Sustainable Energy – Credit Suisse Outlook on Hydrogen and Renewables in Europe
We review the debate beyond ‘Hydrogen 101’ primers to focus on which electrolysis technologies appear best positioned. We highlight advantages vs. peers that the market may have missed and where expectations may be too high.
Will hydrogen succeed at becoming a future energy carrier? Hydrogen is essential to reaching net-zero; as the world’s energy mix moves closer to renewables. The transport of molecules of energy (via hydrogen), rather than electrons is essential. The LCOH (levelised cost of hydrogen) gap between green and grey hydrogen has also fallen due to advances in electrolyser costs, efficiency, and supportive macro.
Which green hydrogen electrolysis technology will succeed long term? This will be a market for all technology given different advantages for end-market applications, e.g., SOE for ammonia production vs. pairing PEM with a wind turbine for energy storage. The two key technology considerations revolve around (1) system efficiency; and (2) system capex costs, to reduce the total cost to the customer, as energy costs (60-70% of LCOH) are in the control of the renewable side of our coverage.

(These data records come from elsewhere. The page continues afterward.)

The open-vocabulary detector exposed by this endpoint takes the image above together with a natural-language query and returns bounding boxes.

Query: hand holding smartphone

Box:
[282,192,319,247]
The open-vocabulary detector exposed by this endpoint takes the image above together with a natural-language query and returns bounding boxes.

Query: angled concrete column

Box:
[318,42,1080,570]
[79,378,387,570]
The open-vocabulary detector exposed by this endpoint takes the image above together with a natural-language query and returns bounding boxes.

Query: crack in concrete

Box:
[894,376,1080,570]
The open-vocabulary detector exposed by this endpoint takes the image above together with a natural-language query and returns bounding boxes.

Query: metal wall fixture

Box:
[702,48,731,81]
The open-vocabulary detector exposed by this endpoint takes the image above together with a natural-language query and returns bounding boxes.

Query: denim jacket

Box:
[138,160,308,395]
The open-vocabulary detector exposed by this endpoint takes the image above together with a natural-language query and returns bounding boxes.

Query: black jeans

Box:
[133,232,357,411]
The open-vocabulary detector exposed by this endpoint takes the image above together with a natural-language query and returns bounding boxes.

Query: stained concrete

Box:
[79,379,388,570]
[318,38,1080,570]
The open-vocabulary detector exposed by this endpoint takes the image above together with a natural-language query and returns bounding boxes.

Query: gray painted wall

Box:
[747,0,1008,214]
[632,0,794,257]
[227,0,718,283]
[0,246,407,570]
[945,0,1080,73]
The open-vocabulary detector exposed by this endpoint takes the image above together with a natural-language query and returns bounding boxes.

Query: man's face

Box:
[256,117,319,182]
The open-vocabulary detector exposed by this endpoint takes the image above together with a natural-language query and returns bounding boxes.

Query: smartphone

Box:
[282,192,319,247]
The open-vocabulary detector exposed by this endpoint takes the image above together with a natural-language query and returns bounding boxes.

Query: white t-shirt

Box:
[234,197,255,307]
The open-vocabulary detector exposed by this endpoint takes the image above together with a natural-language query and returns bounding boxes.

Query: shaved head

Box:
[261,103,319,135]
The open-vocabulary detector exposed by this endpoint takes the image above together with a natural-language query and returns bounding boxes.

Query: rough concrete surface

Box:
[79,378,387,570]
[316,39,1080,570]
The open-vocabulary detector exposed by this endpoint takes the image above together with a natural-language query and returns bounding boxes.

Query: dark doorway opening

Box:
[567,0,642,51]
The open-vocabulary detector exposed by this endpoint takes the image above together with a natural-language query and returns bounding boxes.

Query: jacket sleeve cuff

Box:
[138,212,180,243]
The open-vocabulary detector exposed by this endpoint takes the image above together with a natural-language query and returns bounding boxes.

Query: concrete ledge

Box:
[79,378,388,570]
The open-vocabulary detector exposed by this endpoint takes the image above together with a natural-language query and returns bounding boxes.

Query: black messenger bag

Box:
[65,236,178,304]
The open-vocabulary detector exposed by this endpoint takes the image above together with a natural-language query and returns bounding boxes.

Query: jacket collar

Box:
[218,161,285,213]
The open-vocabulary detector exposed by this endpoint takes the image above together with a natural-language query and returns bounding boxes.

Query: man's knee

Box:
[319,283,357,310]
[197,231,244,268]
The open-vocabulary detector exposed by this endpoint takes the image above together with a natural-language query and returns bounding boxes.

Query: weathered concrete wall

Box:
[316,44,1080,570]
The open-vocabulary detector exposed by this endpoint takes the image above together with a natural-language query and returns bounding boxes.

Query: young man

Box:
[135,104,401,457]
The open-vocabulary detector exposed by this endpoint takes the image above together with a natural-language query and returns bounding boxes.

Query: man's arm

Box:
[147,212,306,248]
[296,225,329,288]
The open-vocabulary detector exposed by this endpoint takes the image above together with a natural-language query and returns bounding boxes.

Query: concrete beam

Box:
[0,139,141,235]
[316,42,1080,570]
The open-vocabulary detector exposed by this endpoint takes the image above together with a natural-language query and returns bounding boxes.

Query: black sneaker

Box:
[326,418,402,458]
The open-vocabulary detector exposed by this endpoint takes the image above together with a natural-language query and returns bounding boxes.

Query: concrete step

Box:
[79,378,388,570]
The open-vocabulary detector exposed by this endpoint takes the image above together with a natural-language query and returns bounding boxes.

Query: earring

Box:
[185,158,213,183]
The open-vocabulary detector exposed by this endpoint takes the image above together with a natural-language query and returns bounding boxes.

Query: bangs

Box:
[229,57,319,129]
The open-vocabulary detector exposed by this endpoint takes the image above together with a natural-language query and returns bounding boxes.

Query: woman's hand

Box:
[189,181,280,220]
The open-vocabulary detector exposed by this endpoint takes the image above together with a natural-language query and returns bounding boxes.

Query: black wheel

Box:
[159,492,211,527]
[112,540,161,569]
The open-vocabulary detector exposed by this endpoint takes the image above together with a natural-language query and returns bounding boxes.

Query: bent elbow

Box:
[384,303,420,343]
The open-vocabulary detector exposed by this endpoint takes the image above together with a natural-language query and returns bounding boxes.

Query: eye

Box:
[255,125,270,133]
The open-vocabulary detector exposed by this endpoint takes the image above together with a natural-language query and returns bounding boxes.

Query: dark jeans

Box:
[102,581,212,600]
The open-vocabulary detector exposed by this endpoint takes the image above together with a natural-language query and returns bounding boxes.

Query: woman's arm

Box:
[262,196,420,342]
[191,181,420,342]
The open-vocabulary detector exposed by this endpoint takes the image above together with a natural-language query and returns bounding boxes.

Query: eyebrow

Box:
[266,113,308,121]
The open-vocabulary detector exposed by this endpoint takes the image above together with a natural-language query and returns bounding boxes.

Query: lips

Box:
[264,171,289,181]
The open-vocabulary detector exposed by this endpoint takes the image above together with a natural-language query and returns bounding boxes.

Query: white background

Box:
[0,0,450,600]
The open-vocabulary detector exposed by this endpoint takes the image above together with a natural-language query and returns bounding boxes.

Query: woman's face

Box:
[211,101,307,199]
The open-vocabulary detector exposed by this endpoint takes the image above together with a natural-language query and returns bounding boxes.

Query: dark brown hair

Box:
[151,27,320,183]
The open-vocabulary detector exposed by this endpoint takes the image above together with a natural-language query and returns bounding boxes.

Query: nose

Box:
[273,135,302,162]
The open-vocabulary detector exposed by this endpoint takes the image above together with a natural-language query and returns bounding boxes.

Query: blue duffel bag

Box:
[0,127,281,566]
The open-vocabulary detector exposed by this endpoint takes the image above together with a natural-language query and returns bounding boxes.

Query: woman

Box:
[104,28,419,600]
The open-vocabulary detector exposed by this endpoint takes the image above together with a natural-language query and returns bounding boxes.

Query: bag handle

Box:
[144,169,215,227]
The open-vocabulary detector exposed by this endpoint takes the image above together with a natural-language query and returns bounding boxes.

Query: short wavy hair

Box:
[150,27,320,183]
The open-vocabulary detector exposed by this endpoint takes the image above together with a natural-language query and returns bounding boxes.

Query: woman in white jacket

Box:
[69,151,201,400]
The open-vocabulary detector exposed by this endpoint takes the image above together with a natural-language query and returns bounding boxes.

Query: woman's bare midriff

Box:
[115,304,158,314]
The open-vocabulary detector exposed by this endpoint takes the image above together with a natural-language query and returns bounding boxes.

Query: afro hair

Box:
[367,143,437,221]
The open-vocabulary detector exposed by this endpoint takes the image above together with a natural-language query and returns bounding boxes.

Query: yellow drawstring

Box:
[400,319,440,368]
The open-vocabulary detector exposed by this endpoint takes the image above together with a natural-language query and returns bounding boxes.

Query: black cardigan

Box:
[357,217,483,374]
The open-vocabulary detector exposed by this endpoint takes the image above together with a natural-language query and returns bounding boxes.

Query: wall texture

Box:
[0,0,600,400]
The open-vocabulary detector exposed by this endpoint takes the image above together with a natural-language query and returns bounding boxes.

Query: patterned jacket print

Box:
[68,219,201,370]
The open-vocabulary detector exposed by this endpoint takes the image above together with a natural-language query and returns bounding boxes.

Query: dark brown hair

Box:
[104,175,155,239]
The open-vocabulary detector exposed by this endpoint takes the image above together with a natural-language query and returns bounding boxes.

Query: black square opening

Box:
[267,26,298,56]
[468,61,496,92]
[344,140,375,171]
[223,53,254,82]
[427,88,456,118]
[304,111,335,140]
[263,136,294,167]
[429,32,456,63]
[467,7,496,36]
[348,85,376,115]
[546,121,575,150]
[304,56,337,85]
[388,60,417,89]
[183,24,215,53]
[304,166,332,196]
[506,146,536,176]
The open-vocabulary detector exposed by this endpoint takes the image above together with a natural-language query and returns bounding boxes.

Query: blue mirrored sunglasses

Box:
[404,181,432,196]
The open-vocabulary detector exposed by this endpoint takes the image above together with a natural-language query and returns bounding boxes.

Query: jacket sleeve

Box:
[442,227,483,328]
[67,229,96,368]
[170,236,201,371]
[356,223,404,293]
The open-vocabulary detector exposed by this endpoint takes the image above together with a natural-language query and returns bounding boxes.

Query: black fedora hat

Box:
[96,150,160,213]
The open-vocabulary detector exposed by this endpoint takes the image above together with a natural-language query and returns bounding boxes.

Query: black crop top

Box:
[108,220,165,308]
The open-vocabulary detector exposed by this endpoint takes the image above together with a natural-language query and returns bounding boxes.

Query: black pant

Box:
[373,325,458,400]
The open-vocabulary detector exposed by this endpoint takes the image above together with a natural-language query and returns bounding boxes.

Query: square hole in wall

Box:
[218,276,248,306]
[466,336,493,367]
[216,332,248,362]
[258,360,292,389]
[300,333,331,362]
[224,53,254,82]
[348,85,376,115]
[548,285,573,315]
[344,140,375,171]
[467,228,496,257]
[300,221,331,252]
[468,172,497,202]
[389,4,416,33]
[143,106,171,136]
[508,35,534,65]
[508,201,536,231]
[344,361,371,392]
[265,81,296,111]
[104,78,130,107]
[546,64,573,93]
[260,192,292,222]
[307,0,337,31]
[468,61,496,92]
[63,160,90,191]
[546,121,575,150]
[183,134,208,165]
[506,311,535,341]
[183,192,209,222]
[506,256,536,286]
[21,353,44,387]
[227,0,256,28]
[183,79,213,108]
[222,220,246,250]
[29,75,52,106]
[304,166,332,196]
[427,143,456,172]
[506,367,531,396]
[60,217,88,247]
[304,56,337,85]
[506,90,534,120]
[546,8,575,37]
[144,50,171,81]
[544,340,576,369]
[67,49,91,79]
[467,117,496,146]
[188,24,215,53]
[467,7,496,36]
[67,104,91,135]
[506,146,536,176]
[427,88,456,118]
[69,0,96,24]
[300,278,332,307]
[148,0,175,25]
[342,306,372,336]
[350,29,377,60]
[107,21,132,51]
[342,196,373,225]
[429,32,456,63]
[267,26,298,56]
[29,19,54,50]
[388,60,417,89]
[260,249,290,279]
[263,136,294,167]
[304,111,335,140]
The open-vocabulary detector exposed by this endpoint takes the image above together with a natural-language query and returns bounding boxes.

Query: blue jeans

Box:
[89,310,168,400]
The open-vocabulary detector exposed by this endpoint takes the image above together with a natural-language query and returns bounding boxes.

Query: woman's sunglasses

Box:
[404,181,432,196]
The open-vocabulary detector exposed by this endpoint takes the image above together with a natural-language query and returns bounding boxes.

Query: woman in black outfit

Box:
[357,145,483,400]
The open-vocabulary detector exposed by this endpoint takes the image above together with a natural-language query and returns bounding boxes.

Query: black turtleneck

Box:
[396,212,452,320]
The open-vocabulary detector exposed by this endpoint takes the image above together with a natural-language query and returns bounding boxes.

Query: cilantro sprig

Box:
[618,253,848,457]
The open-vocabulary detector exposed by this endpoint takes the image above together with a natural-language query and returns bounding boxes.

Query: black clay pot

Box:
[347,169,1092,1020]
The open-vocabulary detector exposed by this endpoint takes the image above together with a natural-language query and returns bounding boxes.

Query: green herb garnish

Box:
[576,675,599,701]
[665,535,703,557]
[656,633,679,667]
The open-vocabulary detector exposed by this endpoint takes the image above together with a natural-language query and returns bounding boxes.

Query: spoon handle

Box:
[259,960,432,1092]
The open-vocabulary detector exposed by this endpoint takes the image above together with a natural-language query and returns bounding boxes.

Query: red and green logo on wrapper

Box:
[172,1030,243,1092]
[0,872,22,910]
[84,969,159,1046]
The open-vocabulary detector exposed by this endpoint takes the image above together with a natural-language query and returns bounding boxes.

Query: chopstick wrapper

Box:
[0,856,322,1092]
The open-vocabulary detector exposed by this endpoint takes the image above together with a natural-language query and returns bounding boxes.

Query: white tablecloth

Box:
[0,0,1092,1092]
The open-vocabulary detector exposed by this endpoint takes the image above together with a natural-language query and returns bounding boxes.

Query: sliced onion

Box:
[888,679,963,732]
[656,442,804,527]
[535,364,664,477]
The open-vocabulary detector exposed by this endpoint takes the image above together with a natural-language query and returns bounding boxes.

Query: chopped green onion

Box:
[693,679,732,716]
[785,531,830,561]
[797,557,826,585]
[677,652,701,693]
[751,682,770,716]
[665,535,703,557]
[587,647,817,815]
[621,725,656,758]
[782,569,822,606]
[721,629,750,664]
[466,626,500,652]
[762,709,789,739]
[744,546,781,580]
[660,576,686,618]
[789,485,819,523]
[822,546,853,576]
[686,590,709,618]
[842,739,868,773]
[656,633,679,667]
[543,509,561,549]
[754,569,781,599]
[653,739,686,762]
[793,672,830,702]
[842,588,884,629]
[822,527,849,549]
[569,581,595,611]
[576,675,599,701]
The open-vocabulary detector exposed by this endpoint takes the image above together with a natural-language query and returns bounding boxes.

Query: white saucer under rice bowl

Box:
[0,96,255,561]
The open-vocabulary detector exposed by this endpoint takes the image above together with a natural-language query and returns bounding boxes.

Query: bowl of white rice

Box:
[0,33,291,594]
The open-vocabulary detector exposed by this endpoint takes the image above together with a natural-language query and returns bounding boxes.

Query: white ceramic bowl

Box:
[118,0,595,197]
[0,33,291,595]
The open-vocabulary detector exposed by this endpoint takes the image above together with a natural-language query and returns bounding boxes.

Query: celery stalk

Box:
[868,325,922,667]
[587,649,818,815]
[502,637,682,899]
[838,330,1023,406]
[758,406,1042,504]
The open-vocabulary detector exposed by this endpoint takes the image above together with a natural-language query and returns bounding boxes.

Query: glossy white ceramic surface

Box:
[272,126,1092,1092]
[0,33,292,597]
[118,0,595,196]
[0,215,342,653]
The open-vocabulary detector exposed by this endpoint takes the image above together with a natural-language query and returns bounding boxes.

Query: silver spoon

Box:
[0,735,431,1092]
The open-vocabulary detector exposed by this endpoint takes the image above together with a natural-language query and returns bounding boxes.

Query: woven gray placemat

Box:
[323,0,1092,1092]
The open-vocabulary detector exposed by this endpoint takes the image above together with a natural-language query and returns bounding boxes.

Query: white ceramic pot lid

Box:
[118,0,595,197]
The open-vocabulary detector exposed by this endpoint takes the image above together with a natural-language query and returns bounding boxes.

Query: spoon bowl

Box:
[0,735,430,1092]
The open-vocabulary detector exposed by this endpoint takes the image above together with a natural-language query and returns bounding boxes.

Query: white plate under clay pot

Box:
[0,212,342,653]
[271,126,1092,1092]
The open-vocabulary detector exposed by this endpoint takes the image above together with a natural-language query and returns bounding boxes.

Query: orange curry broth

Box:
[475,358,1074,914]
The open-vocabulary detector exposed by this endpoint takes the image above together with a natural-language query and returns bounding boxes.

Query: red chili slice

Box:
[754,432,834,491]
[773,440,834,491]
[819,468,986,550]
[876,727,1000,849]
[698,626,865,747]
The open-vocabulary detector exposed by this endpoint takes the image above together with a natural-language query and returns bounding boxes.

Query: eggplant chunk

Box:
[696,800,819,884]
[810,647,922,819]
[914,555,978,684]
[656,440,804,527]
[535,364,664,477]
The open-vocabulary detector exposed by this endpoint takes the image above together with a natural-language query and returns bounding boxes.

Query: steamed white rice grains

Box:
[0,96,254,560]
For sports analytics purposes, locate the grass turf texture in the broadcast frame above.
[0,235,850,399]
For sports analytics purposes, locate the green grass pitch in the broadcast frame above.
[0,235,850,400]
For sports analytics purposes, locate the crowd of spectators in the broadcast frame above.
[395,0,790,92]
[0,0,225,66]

Our analysis highlights that PEM will be dominant to 2050, with alkaline (ALK), Solid Oxide (SOE), and others, such as anion exchange membrane (AEM). Near term, the market is expected to be split evenly between ALK and PEM in the 2020s, while our industry survey respondents also highlight the advantages of SOE in industrial applications with materially higher efficiencies when excess heat is applied (such as in ammonia production).